Smart contracts can be viewed as a blessing for automation of tasks in the blockchain, but if taken lightly and written with little knowledge of the importance that a tool like it should have, it could be manipulated and exploited very easily.
This is what happened in this occasion when a hacker identified as Runningsnail (a quite improbable nickname) manipulated the smart contracts system to steal more than $20,000 in EOS cryptocurrency, as reported by Sophos Naked Security website.
EOS, in contrast with p2p cryptocurrency like Bitcoin Cash that has no smart contracts directly embedded, serves to run distributed programs scattered in the blockchain.

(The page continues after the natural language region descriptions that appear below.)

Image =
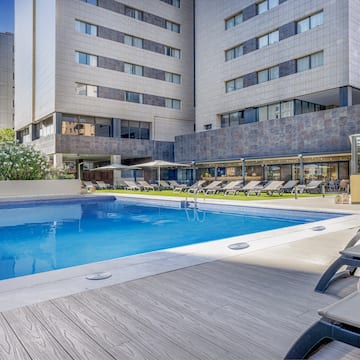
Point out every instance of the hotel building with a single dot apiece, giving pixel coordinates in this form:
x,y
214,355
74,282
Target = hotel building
x,y
101,81
277,88
6,80
273,85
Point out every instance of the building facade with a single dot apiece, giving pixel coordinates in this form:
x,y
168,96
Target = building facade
x,y
273,85
6,80
277,88
103,80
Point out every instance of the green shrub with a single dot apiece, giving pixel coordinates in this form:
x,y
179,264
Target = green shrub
x,y
21,162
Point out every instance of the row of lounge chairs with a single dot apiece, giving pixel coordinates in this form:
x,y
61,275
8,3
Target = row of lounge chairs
x,y
339,321
251,188
217,186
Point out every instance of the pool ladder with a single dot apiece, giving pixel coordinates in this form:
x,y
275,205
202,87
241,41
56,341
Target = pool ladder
x,y
192,204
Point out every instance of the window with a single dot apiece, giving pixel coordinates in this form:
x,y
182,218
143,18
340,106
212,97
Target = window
x,y
266,5
173,26
234,84
92,2
172,103
234,52
134,69
133,97
86,59
133,41
268,74
175,3
310,22
134,13
47,128
268,39
232,119
233,21
85,28
135,129
86,90
169,51
310,62
171,77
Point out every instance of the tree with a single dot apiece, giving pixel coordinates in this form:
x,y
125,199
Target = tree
x,y
7,135
21,162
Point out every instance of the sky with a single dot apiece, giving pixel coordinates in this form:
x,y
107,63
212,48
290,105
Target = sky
x,y
7,16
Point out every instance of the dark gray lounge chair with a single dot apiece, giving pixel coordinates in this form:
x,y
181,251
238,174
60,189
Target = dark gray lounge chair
x,y
350,256
339,322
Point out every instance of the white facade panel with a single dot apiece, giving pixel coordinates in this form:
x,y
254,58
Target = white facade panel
x,y
23,63
6,80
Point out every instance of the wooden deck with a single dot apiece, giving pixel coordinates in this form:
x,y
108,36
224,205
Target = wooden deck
x,y
251,306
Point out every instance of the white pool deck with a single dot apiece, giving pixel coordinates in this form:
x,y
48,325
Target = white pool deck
x,y
201,302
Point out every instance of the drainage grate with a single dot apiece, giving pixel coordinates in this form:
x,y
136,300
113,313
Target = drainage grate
x,y
98,276
238,246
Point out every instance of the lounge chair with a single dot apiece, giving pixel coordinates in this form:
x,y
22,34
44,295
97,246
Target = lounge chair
x,y
146,186
350,256
102,185
231,187
90,186
290,185
177,187
339,322
250,186
270,188
211,188
131,185
165,185
196,187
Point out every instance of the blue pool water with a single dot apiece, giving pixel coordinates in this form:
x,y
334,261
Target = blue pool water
x,y
46,235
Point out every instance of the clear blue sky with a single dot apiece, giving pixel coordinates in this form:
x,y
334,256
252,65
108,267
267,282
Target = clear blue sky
x,y
6,15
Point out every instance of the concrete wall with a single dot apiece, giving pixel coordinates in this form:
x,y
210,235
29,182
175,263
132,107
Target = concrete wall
x,y
166,123
28,188
323,132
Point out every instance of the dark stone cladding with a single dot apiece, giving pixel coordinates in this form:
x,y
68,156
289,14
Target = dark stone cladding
x,y
114,35
118,65
111,93
69,144
287,30
112,5
287,68
118,94
322,132
120,8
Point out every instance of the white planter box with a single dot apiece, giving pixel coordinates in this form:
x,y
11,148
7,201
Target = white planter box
x,y
30,188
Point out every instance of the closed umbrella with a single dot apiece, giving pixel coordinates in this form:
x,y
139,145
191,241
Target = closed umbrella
x,y
159,164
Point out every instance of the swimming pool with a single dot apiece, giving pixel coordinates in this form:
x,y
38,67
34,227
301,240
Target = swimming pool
x,y
40,236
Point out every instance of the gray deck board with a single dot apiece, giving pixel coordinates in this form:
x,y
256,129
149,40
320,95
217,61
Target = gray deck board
x,y
251,306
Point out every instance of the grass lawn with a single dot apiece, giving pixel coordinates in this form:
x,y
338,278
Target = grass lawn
x,y
240,196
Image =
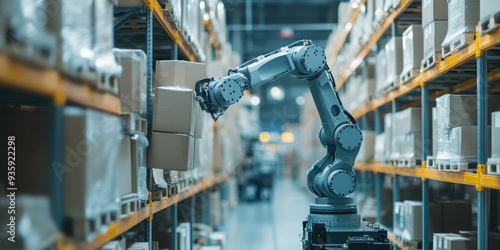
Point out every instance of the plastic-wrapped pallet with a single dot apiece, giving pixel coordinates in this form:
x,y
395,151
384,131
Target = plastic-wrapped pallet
x,y
159,187
455,111
394,51
206,148
489,16
434,34
173,8
89,170
367,149
125,180
133,81
463,16
380,14
388,136
398,218
33,227
139,143
73,26
380,148
388,6
24,34
434,10
380,72
357,31
412,52
106,66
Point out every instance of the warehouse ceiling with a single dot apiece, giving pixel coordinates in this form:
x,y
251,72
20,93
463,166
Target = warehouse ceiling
x,y
256,27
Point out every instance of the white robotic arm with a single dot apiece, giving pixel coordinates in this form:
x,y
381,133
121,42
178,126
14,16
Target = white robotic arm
x,y
332,176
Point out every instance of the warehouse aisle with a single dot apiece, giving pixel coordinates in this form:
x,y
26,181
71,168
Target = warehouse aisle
x,y
269,225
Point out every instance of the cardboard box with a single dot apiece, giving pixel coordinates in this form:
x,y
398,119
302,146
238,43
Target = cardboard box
x,y
92,142
174,110
451,242
138,144
412,48
434,10
454,209
179,73
488,8
434,34
464,142
463,16
133,81
381,71
171,151
495,135
380,147
124,167
388,135
394,51
435,135
413,220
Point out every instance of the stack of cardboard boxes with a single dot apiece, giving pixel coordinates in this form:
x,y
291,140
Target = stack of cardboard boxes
x,y
457,131
463,16
177,120
442,218
131,157
435,26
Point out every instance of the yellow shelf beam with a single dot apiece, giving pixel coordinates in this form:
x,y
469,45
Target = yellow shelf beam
x,y
24,77
487,181
332,56
171,30
353,64
122,225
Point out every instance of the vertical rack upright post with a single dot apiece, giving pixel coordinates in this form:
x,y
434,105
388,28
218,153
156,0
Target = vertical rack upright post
x,y
395,178
482,153
149,114
378,176
56,176
425,151
173,209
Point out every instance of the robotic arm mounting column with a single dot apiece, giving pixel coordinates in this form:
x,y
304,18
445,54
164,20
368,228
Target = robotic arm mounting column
x,y
331,177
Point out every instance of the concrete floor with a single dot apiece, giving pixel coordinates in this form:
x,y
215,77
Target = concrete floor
x,y
269,225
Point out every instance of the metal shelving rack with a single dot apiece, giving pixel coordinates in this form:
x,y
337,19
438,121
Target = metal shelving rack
x,y
124,224
23,81
479,58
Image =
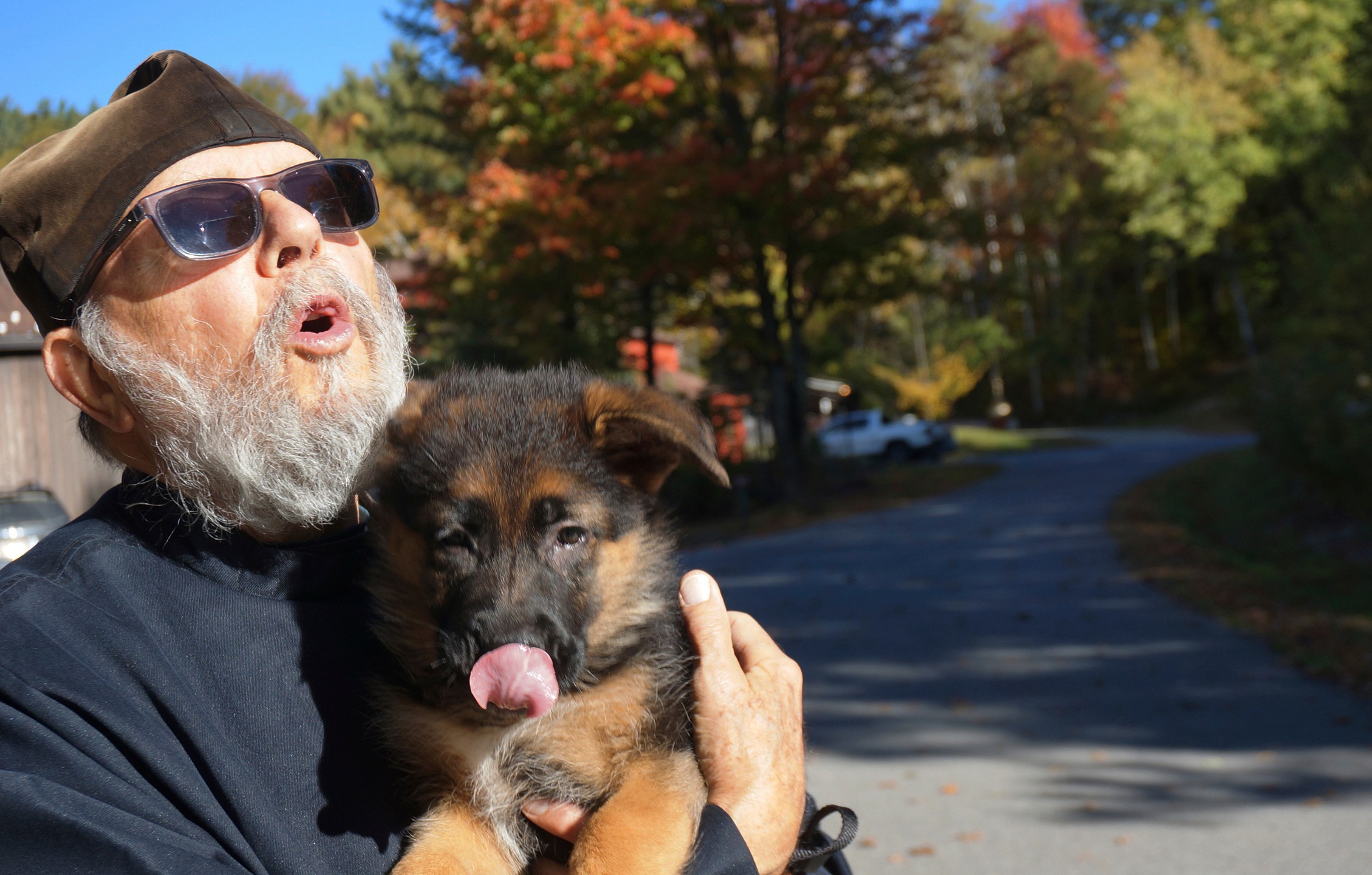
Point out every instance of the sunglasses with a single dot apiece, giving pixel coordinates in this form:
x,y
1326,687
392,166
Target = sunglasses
x,y
217,218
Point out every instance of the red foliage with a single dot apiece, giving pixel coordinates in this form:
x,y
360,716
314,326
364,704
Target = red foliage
x,y
1065,27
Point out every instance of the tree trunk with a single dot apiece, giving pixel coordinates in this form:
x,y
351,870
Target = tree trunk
x,y
1031,330
649,318
788,458
1241,303
1084,346
799,356
1173,311
1035,370
917,317
1150,344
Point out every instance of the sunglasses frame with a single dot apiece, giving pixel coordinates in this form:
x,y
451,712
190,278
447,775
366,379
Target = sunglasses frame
x,y
147,208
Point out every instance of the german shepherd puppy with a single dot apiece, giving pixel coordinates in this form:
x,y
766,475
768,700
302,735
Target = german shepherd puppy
x,y
527,591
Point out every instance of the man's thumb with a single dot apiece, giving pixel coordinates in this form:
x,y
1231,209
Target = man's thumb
x,y
706,619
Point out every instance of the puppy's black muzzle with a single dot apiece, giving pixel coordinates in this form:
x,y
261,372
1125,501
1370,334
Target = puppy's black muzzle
x,y
467,635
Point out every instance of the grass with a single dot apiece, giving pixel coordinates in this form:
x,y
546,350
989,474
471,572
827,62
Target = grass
x,y
1238,538
876,489
983,440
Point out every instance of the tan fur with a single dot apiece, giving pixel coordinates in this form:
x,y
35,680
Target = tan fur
x,y
452,841
619,571
618,739
649,826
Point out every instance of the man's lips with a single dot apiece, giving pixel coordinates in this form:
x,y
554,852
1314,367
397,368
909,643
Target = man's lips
x,y
324,328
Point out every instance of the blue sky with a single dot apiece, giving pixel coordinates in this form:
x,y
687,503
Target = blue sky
x,y
80,50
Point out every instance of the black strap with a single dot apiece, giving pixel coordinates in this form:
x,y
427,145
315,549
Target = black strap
x,y
815,848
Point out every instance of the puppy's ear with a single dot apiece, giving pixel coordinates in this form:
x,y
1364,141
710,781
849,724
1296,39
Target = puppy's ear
x,y
406,417
645,433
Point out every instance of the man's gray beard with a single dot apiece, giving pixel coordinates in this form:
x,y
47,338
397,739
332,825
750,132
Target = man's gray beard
x,y
239,448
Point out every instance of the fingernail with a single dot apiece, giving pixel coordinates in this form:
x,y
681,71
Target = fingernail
x,y
695,588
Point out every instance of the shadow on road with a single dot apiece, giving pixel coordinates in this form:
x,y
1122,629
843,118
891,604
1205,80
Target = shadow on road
x,y
999,623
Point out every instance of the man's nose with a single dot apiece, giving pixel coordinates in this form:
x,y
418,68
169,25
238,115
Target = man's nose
x,y
290,235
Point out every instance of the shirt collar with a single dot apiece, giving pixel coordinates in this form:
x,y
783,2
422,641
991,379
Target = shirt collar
x,y
323,569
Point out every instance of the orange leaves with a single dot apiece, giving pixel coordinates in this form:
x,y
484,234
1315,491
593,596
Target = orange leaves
x,y
1065,27
564,35
499,185
648,87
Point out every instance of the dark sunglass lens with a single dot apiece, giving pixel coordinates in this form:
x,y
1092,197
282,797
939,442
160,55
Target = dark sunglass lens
x,y
338,194
214,219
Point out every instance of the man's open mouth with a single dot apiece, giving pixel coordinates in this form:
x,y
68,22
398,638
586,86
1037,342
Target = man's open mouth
x,y
326,326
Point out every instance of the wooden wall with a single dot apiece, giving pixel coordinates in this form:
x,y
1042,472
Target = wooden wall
x,y
39,440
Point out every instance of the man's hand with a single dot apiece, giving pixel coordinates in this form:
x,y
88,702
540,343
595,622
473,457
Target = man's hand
x,y
749,734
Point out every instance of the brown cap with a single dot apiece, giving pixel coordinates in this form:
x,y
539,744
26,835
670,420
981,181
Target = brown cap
x,y
61,199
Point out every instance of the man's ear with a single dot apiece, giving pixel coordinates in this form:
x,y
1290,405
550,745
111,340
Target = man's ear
x,y
645,433
83,382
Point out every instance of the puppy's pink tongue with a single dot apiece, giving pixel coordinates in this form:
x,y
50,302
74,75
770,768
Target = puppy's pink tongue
x,y
516,676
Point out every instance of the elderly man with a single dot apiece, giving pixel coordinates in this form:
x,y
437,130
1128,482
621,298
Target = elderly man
x,y
182,670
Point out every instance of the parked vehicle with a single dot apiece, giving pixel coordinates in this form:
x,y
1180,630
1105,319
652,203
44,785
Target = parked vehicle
x,y
25,517
872,433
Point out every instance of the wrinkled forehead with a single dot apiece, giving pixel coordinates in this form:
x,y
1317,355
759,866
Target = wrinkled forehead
x,y
242,161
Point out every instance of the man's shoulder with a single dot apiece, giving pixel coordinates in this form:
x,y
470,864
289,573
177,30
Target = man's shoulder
x,y
78,562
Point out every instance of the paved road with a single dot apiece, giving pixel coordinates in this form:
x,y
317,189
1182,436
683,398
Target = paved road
x,y
987,686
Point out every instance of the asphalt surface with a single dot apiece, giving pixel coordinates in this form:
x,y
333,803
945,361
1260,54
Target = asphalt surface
x,y
994,694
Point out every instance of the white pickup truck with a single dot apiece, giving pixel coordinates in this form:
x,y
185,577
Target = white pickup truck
x,y
872,433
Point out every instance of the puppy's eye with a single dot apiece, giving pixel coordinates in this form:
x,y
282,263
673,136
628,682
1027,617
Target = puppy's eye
x,y
571,536
456,539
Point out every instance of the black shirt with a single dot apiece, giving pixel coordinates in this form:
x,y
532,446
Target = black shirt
x,y
171,702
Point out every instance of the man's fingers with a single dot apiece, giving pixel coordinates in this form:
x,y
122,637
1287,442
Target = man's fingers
x,y
562,819
754,646
708,623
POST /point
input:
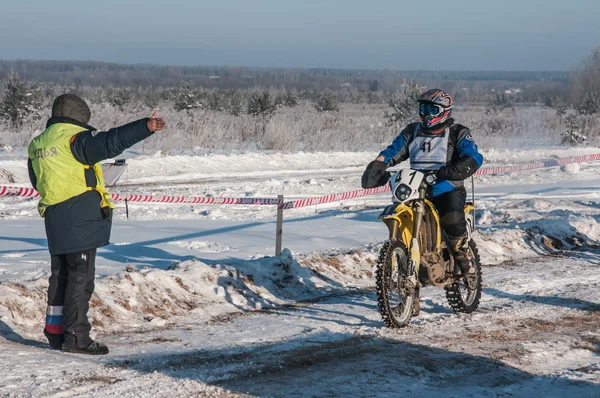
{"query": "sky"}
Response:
(367, 34)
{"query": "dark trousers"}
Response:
(71, 287)
(451, 208)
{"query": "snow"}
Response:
(191, 300)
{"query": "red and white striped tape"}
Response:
(334, 198)
(31, 193)
(195, 200)
(538, 165)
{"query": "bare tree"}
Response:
(585, 85)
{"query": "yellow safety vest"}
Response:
(60, 176)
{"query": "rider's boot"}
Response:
(460, 245)
(416, 303)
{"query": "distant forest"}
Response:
(102, 74)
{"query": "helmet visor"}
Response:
(430, 109)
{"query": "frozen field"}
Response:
(190, 300)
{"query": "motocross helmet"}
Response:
(435, 107)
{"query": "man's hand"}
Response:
(375, 175)
(155, 123)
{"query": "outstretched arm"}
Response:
(469, 161)
(397, 151)
(91, 147)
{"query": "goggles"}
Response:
(426, 108)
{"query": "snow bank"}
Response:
(145, 299)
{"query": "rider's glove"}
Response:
(375, 175)
(430, 177)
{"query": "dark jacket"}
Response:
(79, 223)
(463, 158)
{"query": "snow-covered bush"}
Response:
(21, 101)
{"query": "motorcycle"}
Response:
(417, 253)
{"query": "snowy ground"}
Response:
(190, 305)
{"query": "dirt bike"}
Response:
(417, 253)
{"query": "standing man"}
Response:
(77, 210)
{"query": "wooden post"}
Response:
(279, 230)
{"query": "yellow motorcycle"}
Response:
(417, 255)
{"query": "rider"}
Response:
(445, 149)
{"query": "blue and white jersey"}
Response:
(452, 152)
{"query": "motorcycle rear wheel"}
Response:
(395, 295)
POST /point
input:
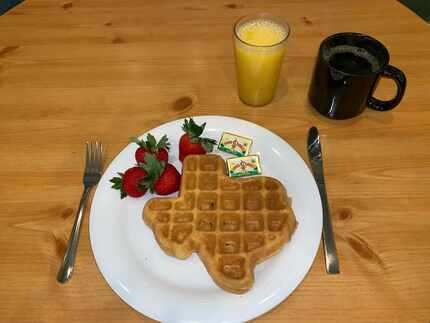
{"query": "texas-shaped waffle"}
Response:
(233, 224)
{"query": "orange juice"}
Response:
(259, 49)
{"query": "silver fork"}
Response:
(92, 174)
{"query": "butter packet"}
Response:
(244, 166)
(235, 144)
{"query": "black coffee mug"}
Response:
(348, 68)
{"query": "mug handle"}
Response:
(399, 77)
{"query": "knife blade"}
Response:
(316, 161)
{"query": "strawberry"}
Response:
(150, 146)
(163, 178)
(130, 183)
(191, 142)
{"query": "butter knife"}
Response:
(315, 157)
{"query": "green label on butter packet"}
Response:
(244, 166)
(234, 144)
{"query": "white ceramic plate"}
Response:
(172, 290)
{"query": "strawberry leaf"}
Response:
(163, 143)
(117, 184)
(151, 142)
(192, 129)
(208, 144)
(154, 168)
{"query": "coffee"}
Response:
(352, 60)
(348, 67)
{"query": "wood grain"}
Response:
(76, 70)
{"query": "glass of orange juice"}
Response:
(259, 46)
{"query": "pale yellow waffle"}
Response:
(233, 224)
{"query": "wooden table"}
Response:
(71, 71)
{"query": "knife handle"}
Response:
(331, 259)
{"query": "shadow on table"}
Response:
(420, 7)
(5, 5)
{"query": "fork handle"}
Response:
(68, 263)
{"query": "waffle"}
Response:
(233, 224)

This platform claims to be able to do many various things, and that is what purportedly gives Ethereum and EOS their “versatility”. In this case, the program being executed was none other than an online casino featuring different games from a company named DEOS Games.
Our unsung thief, Runningsnail managed to exploit and hack the bet and game mechanism to convince the platform that he had won every single time he played. This happened for a long time till the alarms rang for DEOS Games that assumed it as a stress test for its platform and reminded users that they were still in beta stages.
Despite being in beta stages, security of their customers’ funds must be the primary concern of every serious business. If this had been an exchange and great sums of money would have been at risk, it could not be handled in this half-assed way. But the EOS network is not the only party to blame here as DEOS Games employees share the responsibility. “A smart contract is only as smart as the people that write them”, said a wise man once. And we believe that is true.
Expect many more of this type of occurrence in the near future as more “decentralized apps” for Ethereum and EOS networks are released to the public.